A few chapters in the novel, Nathan is involved in a car crash which causes clinical death; resurrection; and then a coma for several weeks. He appears to make a full recovery with one small exception ~ he can memorize everything, a state called synesthesia. First he recites everything from shows on television; then he memorizes the Bible; novels; poems, etc.. Not only can he remember everything but words come to him in color and Smith's literary talents really shine here, i.e., "burn resembled an upright man with a mustache; safe was something substantial, a stone house" (87). He goes on to tell us that every word was married to a mental image in his brain. The word guest is wheat-colored whereas the word patient is slate-gray. Smith's description are wonderful and a big part of the novel.

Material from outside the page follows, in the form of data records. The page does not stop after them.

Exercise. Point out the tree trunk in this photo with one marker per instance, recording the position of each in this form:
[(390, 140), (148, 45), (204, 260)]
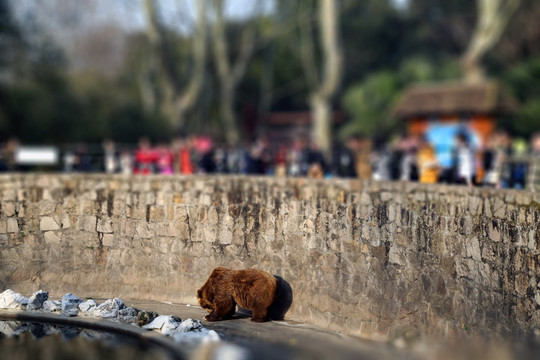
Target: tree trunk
[(232, 134), (179, 99), (321, 113), (230, 74), (493, 15), (322, 95)]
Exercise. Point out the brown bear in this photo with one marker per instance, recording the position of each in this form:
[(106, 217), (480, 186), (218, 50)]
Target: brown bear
[(252, 289)]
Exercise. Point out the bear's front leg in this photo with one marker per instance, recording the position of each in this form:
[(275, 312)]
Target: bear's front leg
[(223, 309)]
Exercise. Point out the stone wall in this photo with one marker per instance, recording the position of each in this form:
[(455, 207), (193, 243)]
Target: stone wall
[(368, 259)]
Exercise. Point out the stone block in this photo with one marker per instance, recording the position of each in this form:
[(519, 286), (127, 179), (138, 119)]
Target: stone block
[(8, 208), (473, 249), (48, 223), (51, 237), (12, 226), (66, 223), (87, 223), (104, 225), (108, 240), (144, 230)]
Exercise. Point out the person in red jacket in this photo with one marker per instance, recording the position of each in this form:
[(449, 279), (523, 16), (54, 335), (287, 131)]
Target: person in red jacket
[(145, 158)]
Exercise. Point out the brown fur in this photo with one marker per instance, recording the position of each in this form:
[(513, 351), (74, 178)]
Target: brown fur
[(251, 289)]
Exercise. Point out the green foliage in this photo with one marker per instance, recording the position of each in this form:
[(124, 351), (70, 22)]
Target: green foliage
[(367, 104), (523, 81)]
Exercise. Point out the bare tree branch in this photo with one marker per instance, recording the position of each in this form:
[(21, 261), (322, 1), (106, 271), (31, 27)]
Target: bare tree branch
[(179, 99), (493, 16)]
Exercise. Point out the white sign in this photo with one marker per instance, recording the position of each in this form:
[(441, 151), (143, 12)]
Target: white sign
[(36, 155)]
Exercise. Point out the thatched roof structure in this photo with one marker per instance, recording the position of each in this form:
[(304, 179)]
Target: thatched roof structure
[(454, 99)]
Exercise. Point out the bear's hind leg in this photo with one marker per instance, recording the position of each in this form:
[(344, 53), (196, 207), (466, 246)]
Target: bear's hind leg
[(259, 314)]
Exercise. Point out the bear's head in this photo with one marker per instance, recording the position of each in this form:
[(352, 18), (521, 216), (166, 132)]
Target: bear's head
[(204, 300)]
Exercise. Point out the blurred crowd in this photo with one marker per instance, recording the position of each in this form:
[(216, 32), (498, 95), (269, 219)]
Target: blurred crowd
[(502, 162)]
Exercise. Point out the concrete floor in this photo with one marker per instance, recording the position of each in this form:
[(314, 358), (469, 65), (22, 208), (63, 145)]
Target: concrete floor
[(280, 339)]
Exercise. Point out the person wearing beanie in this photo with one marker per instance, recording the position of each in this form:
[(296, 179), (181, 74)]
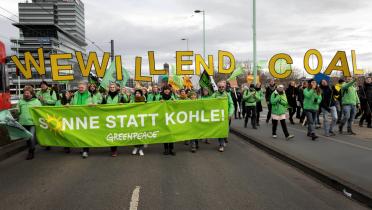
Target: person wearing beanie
[(279, 104), (350, 103), (312, 99), (167, 95), (250, 98)]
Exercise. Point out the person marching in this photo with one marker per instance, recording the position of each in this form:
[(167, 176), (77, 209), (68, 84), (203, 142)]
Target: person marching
[(166, 95), (328, 107), (154, 95), (194, 143), (269, 90), (138, 98), (260, 97), (250, 97), (82, 97), (95, 93), (279, 103), (28, 100), (113, 97), (221, 93), (312, 99), (350, 102)]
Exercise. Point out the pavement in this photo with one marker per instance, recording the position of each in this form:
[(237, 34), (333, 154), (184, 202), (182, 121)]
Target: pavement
[(242, 177), (346, 159)]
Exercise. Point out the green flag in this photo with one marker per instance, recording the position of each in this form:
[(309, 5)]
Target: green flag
[(237, 72), (110, 76), (205, 81), (126, 77)]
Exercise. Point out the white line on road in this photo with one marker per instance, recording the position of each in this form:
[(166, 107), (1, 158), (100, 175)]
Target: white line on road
[(135, 199), (339, 141)]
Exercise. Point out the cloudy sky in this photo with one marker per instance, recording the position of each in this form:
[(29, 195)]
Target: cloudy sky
[(289, 26)]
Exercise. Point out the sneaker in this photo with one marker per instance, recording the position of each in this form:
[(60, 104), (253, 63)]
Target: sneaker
[(114, 154), (141, 152), (134, 152), (289, 137), (30, 156), (84, 155)]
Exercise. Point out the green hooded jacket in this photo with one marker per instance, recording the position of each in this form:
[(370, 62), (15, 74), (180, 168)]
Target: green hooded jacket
[(311, 99), (23, 107)]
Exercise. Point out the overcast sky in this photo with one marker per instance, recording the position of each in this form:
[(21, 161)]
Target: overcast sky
[(289, 26)]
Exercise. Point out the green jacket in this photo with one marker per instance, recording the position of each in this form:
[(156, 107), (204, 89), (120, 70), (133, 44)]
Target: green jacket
[(250, 97), (49, 99), (114, 100), (83, 99), (24, 110), (217, 94), (97, 97), (153, 97), (349, 94), (311, 99), (279, 103)]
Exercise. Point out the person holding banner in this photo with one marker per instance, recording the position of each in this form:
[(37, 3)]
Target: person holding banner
[(250, 98), (312, 99), (167, 95), (221, 93), (83, 97), (113, 97), (29, 100), (95, 93), (138, 98), (350, 103), (269, 90), (154, 95), (279, 103)]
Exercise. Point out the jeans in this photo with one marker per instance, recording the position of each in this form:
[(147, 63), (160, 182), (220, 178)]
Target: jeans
[(333, 112), (31, 143), (311, 118), (348, 112)]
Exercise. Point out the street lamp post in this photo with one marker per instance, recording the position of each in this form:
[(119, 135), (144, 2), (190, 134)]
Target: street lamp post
[(202, 11), (254, 45)]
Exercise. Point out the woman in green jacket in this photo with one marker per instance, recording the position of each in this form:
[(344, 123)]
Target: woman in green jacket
[(279, 105), (312, 99), (29, 100)]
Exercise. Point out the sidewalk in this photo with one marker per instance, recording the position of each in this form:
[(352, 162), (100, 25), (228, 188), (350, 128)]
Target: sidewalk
[(343, 158)]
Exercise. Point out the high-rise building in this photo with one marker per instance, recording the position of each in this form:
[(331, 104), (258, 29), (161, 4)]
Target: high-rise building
[(57, 26)]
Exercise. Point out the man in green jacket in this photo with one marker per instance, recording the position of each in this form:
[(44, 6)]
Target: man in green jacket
[(221, 93), (350, 103), (154, 95), (250, 99), (312, 99), (29, 100), (46, 96), (83, 97)]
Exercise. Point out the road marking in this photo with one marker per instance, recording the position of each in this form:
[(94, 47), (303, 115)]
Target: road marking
[(336, 140), (135, 199)]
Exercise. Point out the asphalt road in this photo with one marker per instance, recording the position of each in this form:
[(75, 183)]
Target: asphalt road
[(240, 178)]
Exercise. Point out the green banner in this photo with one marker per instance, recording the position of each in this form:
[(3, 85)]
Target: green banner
[(131, 124)]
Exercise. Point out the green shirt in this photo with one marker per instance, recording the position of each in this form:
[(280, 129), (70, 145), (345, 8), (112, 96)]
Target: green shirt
[(49, 98), (24, 110), (224, 94)]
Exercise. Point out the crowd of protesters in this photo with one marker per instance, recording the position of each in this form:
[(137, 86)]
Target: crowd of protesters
[(90, 95), (338, 104)]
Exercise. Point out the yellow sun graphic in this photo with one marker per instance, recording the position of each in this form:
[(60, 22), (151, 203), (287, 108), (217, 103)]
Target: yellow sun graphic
[(54, 124)]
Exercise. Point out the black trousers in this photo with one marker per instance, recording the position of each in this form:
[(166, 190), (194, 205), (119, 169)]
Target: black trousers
[(250, 112), (284, 127)]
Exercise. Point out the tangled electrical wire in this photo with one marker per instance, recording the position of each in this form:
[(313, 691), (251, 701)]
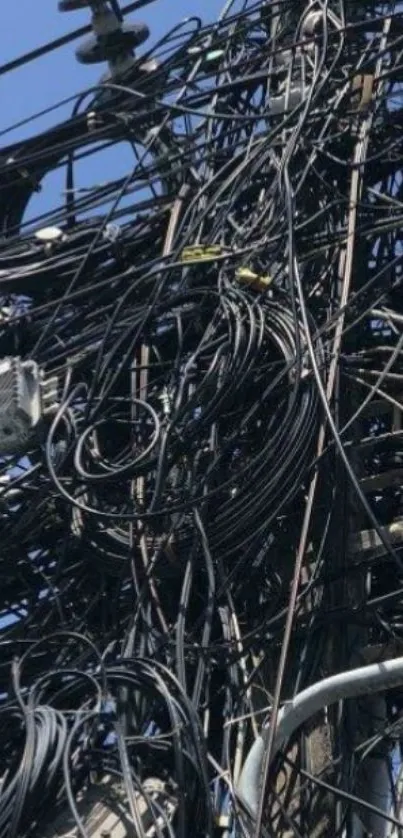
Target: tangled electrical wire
[(206, 519)]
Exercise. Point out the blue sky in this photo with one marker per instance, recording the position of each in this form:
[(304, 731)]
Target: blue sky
[(42, 83), (28, 23)]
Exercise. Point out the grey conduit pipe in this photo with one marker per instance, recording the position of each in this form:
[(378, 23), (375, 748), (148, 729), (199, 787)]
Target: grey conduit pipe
[(351, 684)]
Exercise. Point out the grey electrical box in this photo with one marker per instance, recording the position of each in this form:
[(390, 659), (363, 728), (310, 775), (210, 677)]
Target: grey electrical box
[(20, 404)]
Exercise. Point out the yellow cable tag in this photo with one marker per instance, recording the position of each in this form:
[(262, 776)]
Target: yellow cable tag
[(256, 281), (201, 253)]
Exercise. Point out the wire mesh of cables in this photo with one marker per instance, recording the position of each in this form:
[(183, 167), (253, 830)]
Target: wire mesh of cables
[(205, 519)]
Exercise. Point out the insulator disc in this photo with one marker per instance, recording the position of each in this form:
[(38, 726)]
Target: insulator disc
[(72, 5), (97, 49)]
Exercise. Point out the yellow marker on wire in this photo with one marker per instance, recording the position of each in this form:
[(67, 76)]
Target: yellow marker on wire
[(255, 281), (201, 253)]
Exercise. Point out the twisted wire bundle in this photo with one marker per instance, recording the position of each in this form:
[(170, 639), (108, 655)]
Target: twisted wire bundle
[(224, 324)]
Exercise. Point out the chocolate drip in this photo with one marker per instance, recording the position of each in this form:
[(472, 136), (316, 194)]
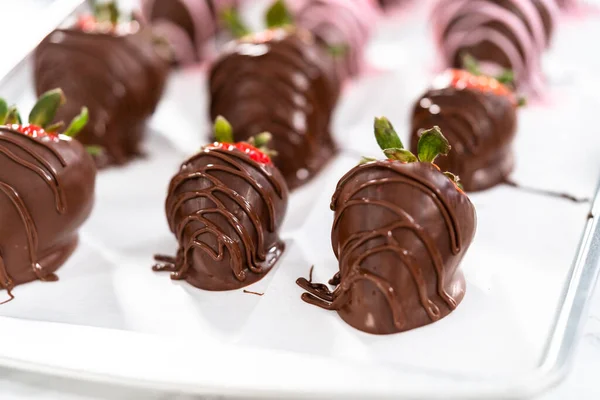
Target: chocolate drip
[(119, 78), (279, 81), (229, 208), (508, 34), (399, 265), (40, 223), (480, 128)]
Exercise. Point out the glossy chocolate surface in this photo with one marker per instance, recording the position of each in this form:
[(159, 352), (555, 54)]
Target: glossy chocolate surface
[(279, 81), (120, 78), (187, 25), (480, 128), (399, 233), (225, 210), (509, 34), (46, 193)]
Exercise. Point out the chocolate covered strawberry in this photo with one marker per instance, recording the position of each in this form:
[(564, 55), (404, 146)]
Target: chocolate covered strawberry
[(115, 66), (478, 115), (255, 147), (400, 230), (47, 184), (225, 207)]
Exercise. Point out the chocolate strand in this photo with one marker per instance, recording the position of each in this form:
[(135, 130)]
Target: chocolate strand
[(235, 164)]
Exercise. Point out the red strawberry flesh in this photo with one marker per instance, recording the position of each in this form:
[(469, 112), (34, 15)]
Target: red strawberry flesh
[(34, 131), (254, 153), (462, 79)]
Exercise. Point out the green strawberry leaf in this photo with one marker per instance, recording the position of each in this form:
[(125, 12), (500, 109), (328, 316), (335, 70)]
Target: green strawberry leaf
[(13, 116), (223, 130), (233, 22), (400, 155), (3, 111), (431, 144), (338, 50), (107, 12), (386, 136), (278, 15)]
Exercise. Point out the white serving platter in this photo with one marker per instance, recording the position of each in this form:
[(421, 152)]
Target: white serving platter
[(530, 269)]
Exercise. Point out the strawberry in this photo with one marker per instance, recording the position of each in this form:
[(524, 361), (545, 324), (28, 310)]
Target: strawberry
[(34, 131), (462, 79), (255, 148), (105, 18), (40, 119), (432, 144), (471, 77)]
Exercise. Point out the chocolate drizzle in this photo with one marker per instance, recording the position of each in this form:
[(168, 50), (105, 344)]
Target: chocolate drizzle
[(279, 81), (119, 78), (187, 25), (228, 207), (40, 223), (399, 232), (501, 34), (480, 127)]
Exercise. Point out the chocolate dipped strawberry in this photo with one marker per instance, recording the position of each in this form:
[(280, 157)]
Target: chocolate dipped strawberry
[(281, 81), (400, 230), (225, 207), (188, 25), (478, 115), (47, 182), (115, 67), (502, 34)]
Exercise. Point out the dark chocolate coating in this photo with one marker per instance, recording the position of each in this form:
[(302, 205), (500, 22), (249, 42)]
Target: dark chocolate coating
[(399, 233), (46, 193), (509, 34), (187, 25), (480, 128), (281, 82), (119, 78), (225, 210)]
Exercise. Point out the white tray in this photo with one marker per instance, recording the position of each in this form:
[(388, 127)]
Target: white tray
[(530, 269)]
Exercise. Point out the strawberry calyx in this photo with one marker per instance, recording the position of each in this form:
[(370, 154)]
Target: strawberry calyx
[(473, 78), (40, 122), (106, 18), (432, 144), (256, 147), (278, 15)]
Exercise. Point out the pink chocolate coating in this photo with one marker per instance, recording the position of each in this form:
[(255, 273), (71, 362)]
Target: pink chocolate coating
[(339, 23), (518, 29)]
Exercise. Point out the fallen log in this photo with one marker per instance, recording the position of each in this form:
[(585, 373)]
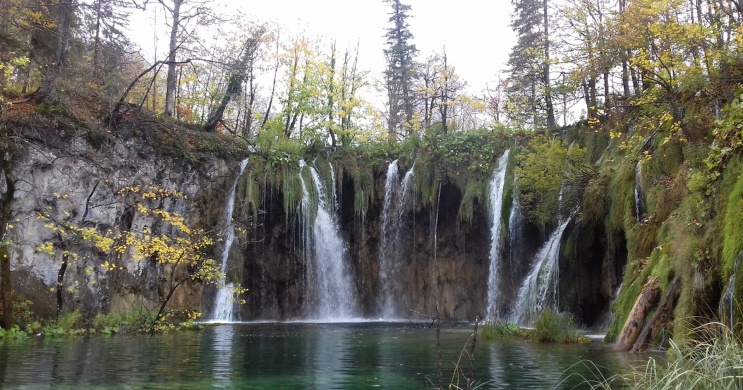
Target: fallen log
[(636, 319), (662, 316)]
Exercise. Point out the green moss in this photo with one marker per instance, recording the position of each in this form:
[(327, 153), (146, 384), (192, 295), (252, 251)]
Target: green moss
[(475, 191), (622, 198), (733, 228)]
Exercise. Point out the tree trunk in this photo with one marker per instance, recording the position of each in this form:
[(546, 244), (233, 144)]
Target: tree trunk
[(551, 123), (636, 319), (234, 86), (66, 11), (172, 83), (663, 315)]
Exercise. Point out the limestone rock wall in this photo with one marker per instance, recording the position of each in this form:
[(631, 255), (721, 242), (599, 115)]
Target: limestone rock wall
[(77, 184)]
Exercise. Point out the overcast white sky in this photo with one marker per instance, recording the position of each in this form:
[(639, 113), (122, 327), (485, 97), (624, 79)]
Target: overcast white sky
[(476, 33)]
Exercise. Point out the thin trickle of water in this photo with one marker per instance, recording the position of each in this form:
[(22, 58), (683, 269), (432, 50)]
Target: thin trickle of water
[(640, 206), (224, 299), (393, 211), (727, 303), (539, 289), (496, 204), (329, 280), (387, 243), (515, 229)]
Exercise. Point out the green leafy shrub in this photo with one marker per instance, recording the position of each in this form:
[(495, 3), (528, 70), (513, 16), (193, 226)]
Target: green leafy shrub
[(501, 329), (552, 326)]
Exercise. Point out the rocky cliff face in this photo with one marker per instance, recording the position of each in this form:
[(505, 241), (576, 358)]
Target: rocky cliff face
[(440, 264), (66, 181), (438, 269)]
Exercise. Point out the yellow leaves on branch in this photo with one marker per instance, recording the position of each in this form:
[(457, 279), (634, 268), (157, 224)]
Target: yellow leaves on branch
[(182, 246)]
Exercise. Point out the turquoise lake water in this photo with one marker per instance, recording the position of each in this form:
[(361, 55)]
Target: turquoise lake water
[(366, 355)]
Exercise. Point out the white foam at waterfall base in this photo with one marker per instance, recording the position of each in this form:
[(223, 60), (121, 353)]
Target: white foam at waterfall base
[(388, 229), (539, 289), (224, 301), (496, 205), (330, 281)]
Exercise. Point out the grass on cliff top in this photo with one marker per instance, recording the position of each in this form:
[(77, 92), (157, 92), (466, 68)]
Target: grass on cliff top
[(54, 122), (549, 327), (711, 359)]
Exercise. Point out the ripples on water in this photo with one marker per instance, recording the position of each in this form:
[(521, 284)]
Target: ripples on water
[(295, 356)]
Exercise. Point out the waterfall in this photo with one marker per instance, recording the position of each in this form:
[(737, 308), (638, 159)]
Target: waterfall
[(224, 299), (496, 205), (515, 229), (330, 283), (727, 303), (539, 289), (393, 208), (640, 207), (386, 250)]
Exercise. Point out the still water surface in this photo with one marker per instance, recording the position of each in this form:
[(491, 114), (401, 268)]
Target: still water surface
[(297, 356)]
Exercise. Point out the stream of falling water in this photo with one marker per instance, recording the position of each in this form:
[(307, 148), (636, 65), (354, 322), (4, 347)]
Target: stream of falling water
[(224, 301), (330, 284), (393, 209), (640, 206), (539, 289), (496, 206)]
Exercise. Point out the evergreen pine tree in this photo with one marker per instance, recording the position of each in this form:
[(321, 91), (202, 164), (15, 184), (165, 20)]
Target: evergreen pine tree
[(399, 75)]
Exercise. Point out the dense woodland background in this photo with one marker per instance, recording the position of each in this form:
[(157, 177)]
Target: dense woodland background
[(592, 88)]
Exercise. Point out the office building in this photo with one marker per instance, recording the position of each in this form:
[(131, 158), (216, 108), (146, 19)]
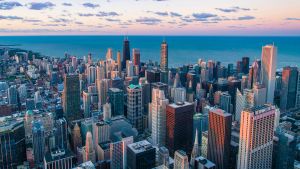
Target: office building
[(268, 70), (181, 160), (140, 155), (158, 113), (38, 142), (256, 137), (12, 146), (71, 97), (164, 56), (219, 136), (135, 106), (126, 52), (179, 127), (288, 88)]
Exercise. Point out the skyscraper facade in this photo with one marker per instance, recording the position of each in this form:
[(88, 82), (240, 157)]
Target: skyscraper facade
[(135, 106), (180, 127), (71, 97), (268, 70), (158, 112), (164, 56), (256, 138), (219, 136), (126, 52)]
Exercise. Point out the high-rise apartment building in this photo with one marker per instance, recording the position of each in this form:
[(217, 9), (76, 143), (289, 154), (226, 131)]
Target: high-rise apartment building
[(219, 136), (135, 106), (71, 97), (256, 138), (268, 70), (164, 56), (158, 113), (180, 127)]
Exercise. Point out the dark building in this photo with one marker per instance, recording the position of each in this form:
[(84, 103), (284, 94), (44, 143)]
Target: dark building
[(219, 137), (12, 144), (126, 52), (71, 97), (140, 155), (153, 75), (116, 99), (179, 127), (232, 86), (245, 65), (288, 88), (284, 149)]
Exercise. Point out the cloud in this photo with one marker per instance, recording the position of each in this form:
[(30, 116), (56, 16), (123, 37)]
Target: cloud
[(203, 16), (60, 20), (9, 5), (2, 17), (174, 14), (148, 21), (103, 14), (246, 18), (86, 14), (161, 13), (40, 5), (90, 5), (66, 4), (32, 20), (292, 19), (232, 9), (113, 20)]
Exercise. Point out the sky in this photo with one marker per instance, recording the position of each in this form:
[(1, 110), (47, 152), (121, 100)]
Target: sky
[(150, 17)]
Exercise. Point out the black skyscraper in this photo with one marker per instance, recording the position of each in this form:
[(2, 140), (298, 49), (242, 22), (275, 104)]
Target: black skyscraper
[(126, 52)]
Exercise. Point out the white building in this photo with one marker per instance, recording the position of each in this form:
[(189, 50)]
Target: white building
[(256, 138)]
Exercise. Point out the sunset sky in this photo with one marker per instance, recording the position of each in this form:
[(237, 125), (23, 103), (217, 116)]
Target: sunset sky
[(150, 17)]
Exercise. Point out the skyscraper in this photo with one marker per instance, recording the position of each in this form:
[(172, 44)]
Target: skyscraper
[(136, 57), (71, 97), (12, 146), (38, 142), (180, 127), (116, 99), (219, 136), (164, 56), (256, 138), (181, 160), (89, 153), (268, 70), (140, 155), (126, 52), (288, 88), (158, 112), (135, 106)]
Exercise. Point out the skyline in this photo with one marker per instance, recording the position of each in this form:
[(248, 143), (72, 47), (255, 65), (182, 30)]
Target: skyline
[(115, 17)]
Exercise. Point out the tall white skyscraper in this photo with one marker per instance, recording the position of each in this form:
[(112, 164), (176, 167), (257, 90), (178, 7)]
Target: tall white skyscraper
[(268, 70), (256, 138), (181, 160), (158, 108)]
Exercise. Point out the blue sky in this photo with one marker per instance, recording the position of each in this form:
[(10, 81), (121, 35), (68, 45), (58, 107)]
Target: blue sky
[(150, 17)]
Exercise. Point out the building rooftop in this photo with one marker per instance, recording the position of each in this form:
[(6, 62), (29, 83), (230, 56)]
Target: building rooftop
[(140, 146)]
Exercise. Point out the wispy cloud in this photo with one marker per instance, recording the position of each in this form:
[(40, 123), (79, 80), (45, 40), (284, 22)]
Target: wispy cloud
[(246, 18), (233, 9), (90, 5), (40, 5), (9, 5), (203, 16), (102, 14), (292, 19), (2, 17), (66, 4), (148, 21)]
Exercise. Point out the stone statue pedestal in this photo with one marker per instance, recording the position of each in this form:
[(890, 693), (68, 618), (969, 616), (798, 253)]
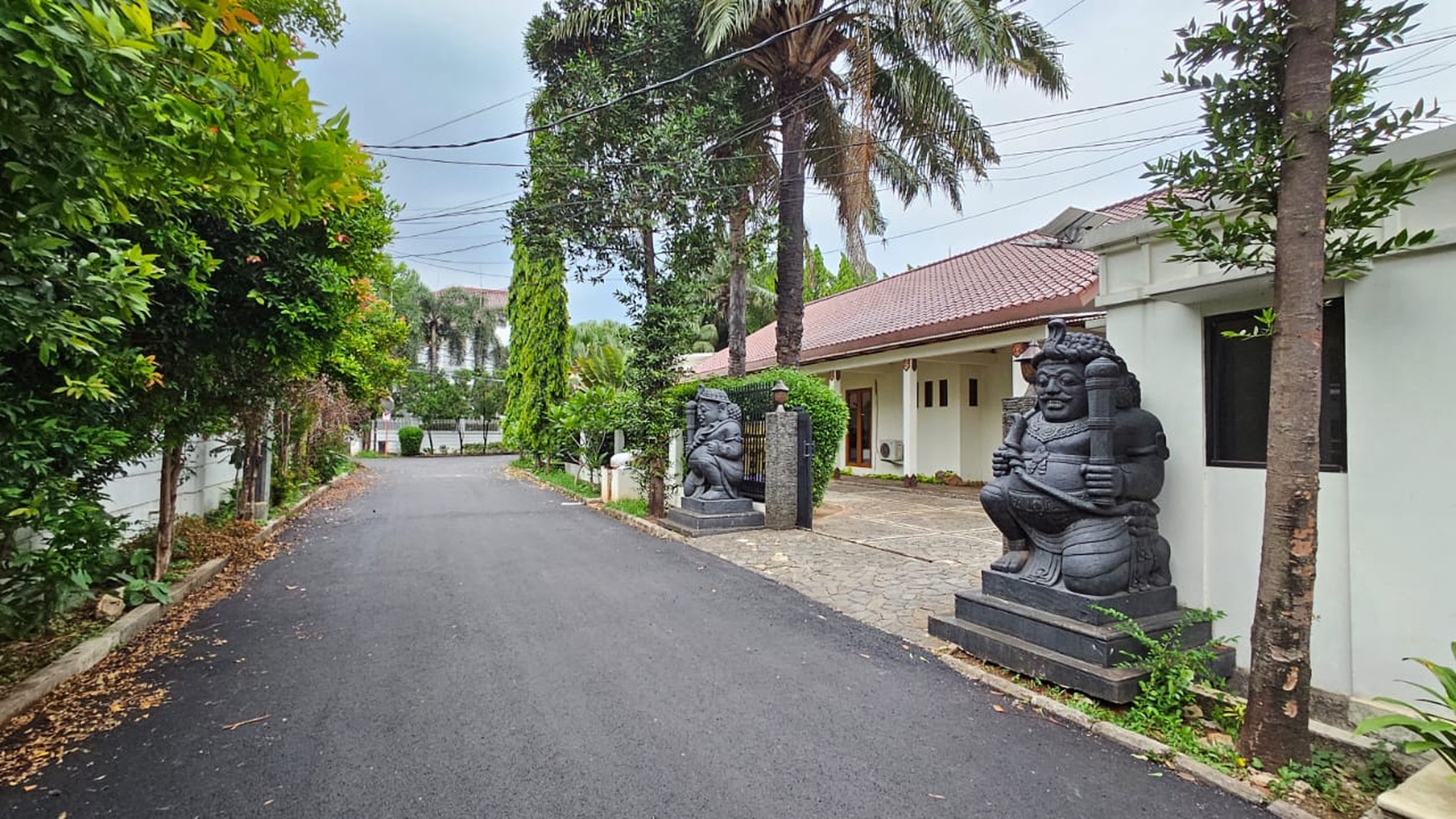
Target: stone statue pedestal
[(1053, 635), (712, 517)]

It appears that the accident may have let Nathan become the genius his father always wanted. Once Nathan has fully recovered he is sent to a school for gifted children where he mostly hangs out with a girl he falls for and learns to smoke and drink. Things are not going quite as planned. Than another unexpected tragedy strikes the family and things change again. Father and son struggle to come together throughout the novel and Smith makes the characters so real - almost touchable.

It's a great novel. It is funny and sad. It's a coming of age story for Nathan and a middle of the road story for his father and mother. It's about family and love and it is beautifully written. I loved every moment of this book and did not want it to end.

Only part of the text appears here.